From CalMatters’ housing reporter Ben Christopher:
California voters will soon get a third chance to say “yes” to rent control.
This week, the Secretary of State announced that supporters of a measure that would let cities put new restrictions on how much landlords can hike the rent have gathered enough signatures to put it on the November 2024 ballot.
Sound familiar? You may have voted on something like this before.
- Voters didn’t bite in 2018 when Prop. 10, a similar measure, failed by 19 points.
- In 2020, Prop. 21 went down by 20 points.
At a virtual press conference on Thursday, Michael Weinstein, the controversial head of the Los Angeles-based AIDS Healthcare Foundation and the chief financial backer of all three campaigns to date, said the third time may be the charm — if only because the rent continues to be too damn high for so many Californians.
- Weinstein: “The situation has gotten so extreme and dire and catastrophic…. We can never give up, that’s the bottom line.”
California’s relationship with rent control is complicated.
A nearly three-decade-old state law blocks local governments from setting rent caps on homes built after 1995,, or to any single-family homes. The law also lets landlords hike the rent as much as they like once a tenant moves out.
The proposed proposition — like its two unsuccessful forebears — would repeal that law, allowing local governments “to maintain, enact or expand residential rent control” however they see fit.
A more recent state law put a California-wide cap on rent hikes of no more than 5% plus inflation with an absolute maximum of 10%. That ceiling is too high for the coalition of tenant organizers, labor groups and local Democratic politicians backing the ballot measure.
If 2018 and 2020 are anything to go by, they’ll have a few obstacles to overcome in 2024:
- Voters: Though their share of the population has inched up over the last decade, renters still represent a minority of Californians — and historically they’re less likely to vote.
- Confusion: In the past, some voters seem to have been confused about what the measure would actually do.
- Money: The last two go-rounds, landlords and business groups outspent supporters by more than two-to-one.
And rent control’s foes are ready to open their wallets again.
- Mike Nemeth, a spokesperson for the California Apartment Association: “In recent years, we joined a broad coalition of pro-housing groups in soundly defeating similar measures…we will prepare to fight this latest proposition.”
In more rental news: Recently released data sheds more light on the uphill battle renters face to call a place a home in California.
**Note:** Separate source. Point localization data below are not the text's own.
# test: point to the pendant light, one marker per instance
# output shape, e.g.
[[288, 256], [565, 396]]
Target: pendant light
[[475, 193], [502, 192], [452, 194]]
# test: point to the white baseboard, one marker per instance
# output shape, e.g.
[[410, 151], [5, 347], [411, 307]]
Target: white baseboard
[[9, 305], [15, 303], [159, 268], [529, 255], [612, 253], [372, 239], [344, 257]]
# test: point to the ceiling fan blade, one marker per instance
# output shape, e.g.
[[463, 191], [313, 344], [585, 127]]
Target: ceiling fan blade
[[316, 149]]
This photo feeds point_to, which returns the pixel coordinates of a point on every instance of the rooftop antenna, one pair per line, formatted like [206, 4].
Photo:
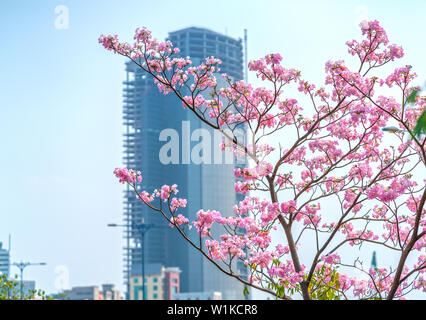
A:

Citing information from Apartment List, the San Francisco Chronicle reported on Thursday that San Francisco — “a national symbol of unaffordable housing” — doesn’t even crack the top 10 most expensive Bay Area cities in which to rent a two-bedroom unit. The city comes in 13th place, behind several others in Silicon Valley: Santa Clara Mountain View, Campbell and Sunnyvale in Santa Clara County, with Foster City, in San Mateo County, topping the list.
Using data such as how long a unit stays vacant and how many renters vie for each vacancy, the real estate listings company RentCafe deemed Silicon Valley the fourth most competitive rental market in the state, as reported by the Bay Area News Group. The top two most competitive places to rent? Orange County and San Diego.